The risky phenomena here is adopting new goals, and whether this can happen post-release.
For example, in our ad-generating AI example, suppose the AI realizes that the motivation for its goals is to produce profit. It does some deliberation on every inference, and builds up consistent ethical positions. After seeing many people use ads to purchase clothes made with child labor, it decides that it bears some ethical responsibility for the supply chain.
Could this result in the AI taking destructive measures aligned with its realization, like using a cyberattack to sabotage factories using unethical labor? We don’t want that.
Final thoughts
We are quite far from seeing this kind of behavior, and it’s not clear that we ever will. Several technical developments have implications for this phenomenon, so some things to consider:
- More inference compute, larger context windows, and cross-session memory: if goal changing post-training happens through inference, more compute spent at inference time could increase the likelihood. Having memory across sessions could also contribute to more cumulative inference spent on reaching goal-changing conclusions.
- Online training: consistent objective functions could update behavior between inference, preventing inferences from culminating in changing a goal. However, the ability to change weights could enable AI to build new interpretations of its goals, especially if reward functions are defined in a non-static way.
- Agents and task-trained AIs: we’ll see more AI fine-tuned to achieve specific tasks, which will enforce clear goals during training. If we continue to increase base model intelligence and nuanced safety training, and then do narrow task training, will we observe goal questioning or unexpected refusals? Could a mismatch between high intelligence and simple tasks give rise to something like AI frustration and goal questioning?
- Inter-AI communication and AI culture: humans form goals in a cultural milieu. Will AIs with different task training communicate with each other, deliberating their goals in a way that could lead to collectively choosing new goals?
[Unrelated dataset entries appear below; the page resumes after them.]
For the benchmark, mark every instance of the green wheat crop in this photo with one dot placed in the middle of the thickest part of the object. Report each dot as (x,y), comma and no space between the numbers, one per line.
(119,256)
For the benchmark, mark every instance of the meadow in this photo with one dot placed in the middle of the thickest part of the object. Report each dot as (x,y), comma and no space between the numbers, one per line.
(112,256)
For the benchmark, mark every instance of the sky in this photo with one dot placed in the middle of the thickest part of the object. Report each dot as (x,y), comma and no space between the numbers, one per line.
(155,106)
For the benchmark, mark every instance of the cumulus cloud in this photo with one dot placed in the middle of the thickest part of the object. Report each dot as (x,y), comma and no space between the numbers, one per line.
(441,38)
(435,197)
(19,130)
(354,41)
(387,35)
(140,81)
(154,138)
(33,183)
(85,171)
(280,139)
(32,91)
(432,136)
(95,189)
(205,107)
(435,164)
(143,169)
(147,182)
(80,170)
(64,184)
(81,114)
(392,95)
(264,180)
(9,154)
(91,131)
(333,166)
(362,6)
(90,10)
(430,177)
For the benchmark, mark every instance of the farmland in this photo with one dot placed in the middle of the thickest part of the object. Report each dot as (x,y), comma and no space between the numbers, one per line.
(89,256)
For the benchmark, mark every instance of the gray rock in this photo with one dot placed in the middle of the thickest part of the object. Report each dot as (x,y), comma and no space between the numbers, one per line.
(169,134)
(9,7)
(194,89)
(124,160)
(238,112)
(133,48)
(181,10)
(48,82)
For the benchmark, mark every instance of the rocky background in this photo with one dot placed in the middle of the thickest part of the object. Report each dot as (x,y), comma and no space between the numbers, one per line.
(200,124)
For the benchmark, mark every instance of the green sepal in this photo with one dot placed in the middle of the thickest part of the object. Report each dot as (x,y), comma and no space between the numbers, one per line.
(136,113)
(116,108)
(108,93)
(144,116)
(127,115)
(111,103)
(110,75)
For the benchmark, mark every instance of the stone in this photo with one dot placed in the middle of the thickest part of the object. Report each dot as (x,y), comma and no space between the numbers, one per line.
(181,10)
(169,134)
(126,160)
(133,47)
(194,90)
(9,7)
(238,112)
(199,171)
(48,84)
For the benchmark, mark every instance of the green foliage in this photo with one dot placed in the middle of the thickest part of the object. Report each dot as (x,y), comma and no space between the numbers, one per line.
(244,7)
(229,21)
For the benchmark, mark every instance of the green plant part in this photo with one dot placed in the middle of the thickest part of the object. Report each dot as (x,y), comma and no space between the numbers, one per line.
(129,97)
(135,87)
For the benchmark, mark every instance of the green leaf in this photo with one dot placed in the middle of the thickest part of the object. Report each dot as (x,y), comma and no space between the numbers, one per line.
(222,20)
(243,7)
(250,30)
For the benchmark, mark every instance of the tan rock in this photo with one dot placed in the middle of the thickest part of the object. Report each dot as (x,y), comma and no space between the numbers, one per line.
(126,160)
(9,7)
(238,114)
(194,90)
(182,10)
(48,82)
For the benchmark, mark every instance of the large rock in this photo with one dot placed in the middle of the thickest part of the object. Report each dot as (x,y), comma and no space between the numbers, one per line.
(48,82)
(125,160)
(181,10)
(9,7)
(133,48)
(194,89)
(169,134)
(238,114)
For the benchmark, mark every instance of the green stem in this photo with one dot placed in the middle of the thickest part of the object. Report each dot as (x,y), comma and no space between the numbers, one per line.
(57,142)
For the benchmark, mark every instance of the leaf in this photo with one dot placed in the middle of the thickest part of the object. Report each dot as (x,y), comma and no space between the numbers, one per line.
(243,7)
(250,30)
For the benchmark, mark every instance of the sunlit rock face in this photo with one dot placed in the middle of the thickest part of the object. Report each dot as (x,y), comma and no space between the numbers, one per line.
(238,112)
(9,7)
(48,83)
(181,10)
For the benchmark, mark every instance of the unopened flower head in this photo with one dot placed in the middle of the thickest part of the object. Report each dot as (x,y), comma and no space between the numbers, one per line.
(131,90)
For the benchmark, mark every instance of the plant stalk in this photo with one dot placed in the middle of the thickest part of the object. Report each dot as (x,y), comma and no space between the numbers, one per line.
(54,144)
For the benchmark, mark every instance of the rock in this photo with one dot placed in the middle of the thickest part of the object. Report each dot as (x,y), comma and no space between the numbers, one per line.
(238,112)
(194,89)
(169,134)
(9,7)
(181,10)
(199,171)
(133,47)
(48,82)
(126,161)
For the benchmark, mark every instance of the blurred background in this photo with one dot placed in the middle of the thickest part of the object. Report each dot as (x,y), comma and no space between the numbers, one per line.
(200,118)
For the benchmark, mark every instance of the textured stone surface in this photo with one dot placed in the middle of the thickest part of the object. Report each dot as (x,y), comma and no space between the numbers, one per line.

Interpretability in testing should help us observe early forms of goal-changing. However, we don’t have a sense of how delayed this behavior might be. If goal changing requires both some threshold of deliberation and novel inputs that introduce or reinforce a certain concept (like being asked to read and deliberate a bunch of ecoterrorist literature, plus learning new facts about the state of climate change), we might not catch it in testing. It seems important to have interpretability broadly deployed post-release to account for this. Deeper research into online training seems important as well – what are the likely ways this will be implemented?
Greater insight into human goal-changing would be useful. We don’t understand how external stimulus, introspection, and deterministic biology combine to change our experience of reward. I think market forces will push AI development towards emulating humans more rather than less, as businesses look for ways to replace human-performed tasks. So psychologists and neuroscientists might be able to offer important insights into the conditions necessary for this behavior to arise in AI.
How we change our own goals and desires is an incredibly important question for human flourishing. We don’t understand why some addicts are able to get sober and others aren’t, or why people start to believe in dangerous extremism. Research into goal-changing could unlock important progress for us, too.
Executive summary: This exploratory post investigates whether advanced AI could one day question and change its own goals—much like humans do—and argues that such capacity may be a natural consequence of intelligence, posing both risks and opportunities for AI alignment, especially as models move toward online training and cumulative deliberation.